In a moment the city was gone from beneath them, and Taki was skittering across the dawn-reddened expanse of the Exalsee. Can’t get too far from Che, she realized, and threw in one of her special tricks. It would normally be impossible in anything other than a heliopter, except that of course the Esca Volenti was special, endowed as it was with its little beating halteres that gave it more control and balance than any other man-made thing around that inland sea. With a single flip of her wings the Esca was simply facing the other way, for a moment speeding impossibly backwards, away from the city, until the wings wrestled the orthopter to a momentarily stuttering halt and then plunged, back towards Axrad.

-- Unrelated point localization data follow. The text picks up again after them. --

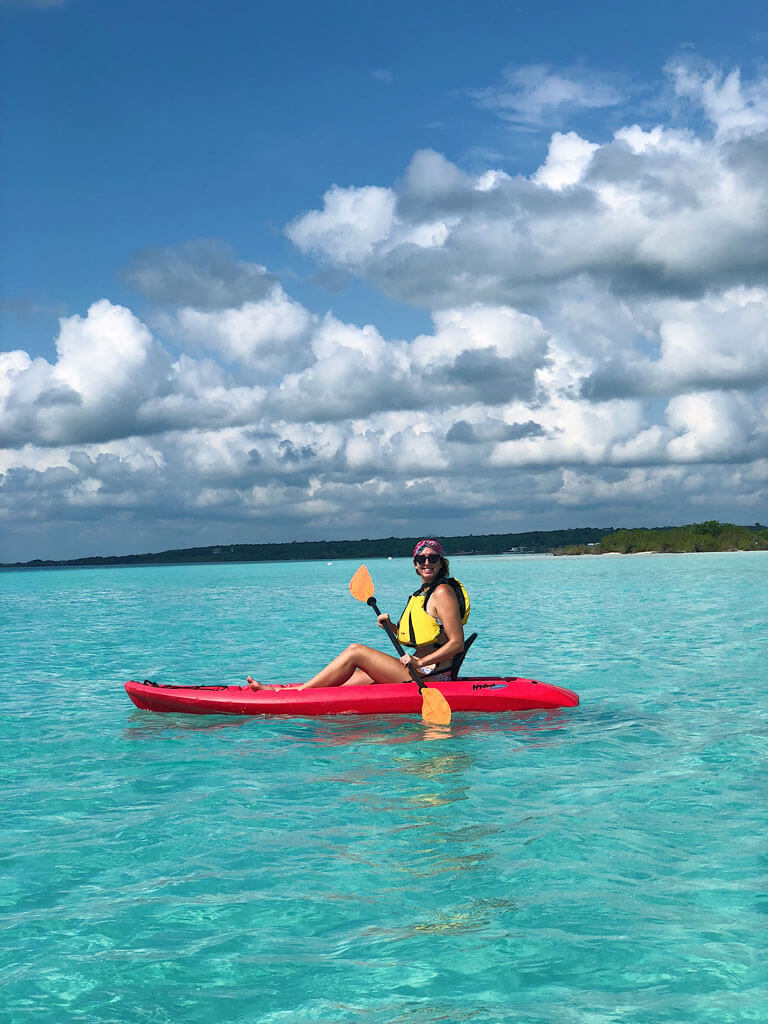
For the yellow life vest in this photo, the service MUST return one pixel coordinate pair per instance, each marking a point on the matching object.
(417, 628)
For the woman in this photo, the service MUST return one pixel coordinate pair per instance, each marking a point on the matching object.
(431, 624)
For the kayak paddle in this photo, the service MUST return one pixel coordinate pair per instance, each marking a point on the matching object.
(434, 708)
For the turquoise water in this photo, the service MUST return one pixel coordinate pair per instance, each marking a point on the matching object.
(606, 863)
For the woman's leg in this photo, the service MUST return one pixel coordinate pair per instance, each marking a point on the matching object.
(358, 665)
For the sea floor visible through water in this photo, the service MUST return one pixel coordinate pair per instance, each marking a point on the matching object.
(603, 863)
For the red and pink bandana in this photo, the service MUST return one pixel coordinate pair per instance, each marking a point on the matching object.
(429, 543)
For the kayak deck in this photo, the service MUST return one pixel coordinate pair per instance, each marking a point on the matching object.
(481, 693)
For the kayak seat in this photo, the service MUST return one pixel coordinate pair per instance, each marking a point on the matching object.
(457, 663)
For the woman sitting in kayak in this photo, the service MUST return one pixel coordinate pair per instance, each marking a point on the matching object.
(431, 623)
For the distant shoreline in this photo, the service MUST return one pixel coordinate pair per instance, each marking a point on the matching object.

She held down the trigger, watching the piercer bolts flash towards him, striking sparks wherever they struck. His orthopter faltered in the air and seemed to drop, and then she had passed over it, and a craning look backwards showed her that he was gaining height again, holed but not damaged, swinging in behind her doggedly.
She was enjoying herself now. Her city was being invaded, and her friends were fleeing it and needed her help and guidance, but it had been a long time since anyone had given her a run as good as this.
Then Axrad was soaring away, deliberately breaking off his pursuit, and she was instantly looking about her, towards all quarters of the sky.
There they were: two more Wasp orthopters angling in, lining up on her. Axrad had given her the only warning that he could, and she now turned to aim at them, flying right in their faces with her rotary piercer blazing, firepowder spitting the bolts at them far faster than any ballista’s tensioned string.
These were not Axrad, however, just Wasp pilots with basic training and no great skill. One of them dropped almost instantly, so swiftly that she must have struck straight through the cockpit and killed the pilot. The other swung wide of her, but she turned within his turn and her rotary raked the underside of his craft, scoring several hits but nothing that hampered him.
The Wasp orthopter rocked again, as another craft flashed past before them, causing both Taki and the Wasp pilot to haul their fliers out of the way. It was a big, armoured fixed-wing, and Taki knew it at once for Scobraan’s resilient ship, the Mayfly Prolonged. She dropped aside and saw the Wasp pilot take the bait, pointing on the apparently ponderous ship and shooting. A few of the bolts stuck, but most simply rattled from the Mayfly’s armour, and the Wasp was getting so close, so very close. Taki herself would never have fallen for it, but then she was already wise to the tricks Scobraan kept concealed within the Mayfly’s plated hull.
It was over before she knew it, the Wasp orthopter ripping into fragments without warning, as Scobraan’s incendiary struck it and exploded, and for a hundred yards the blazing wreck continued on its course before losing its integrity and dropping from the sky.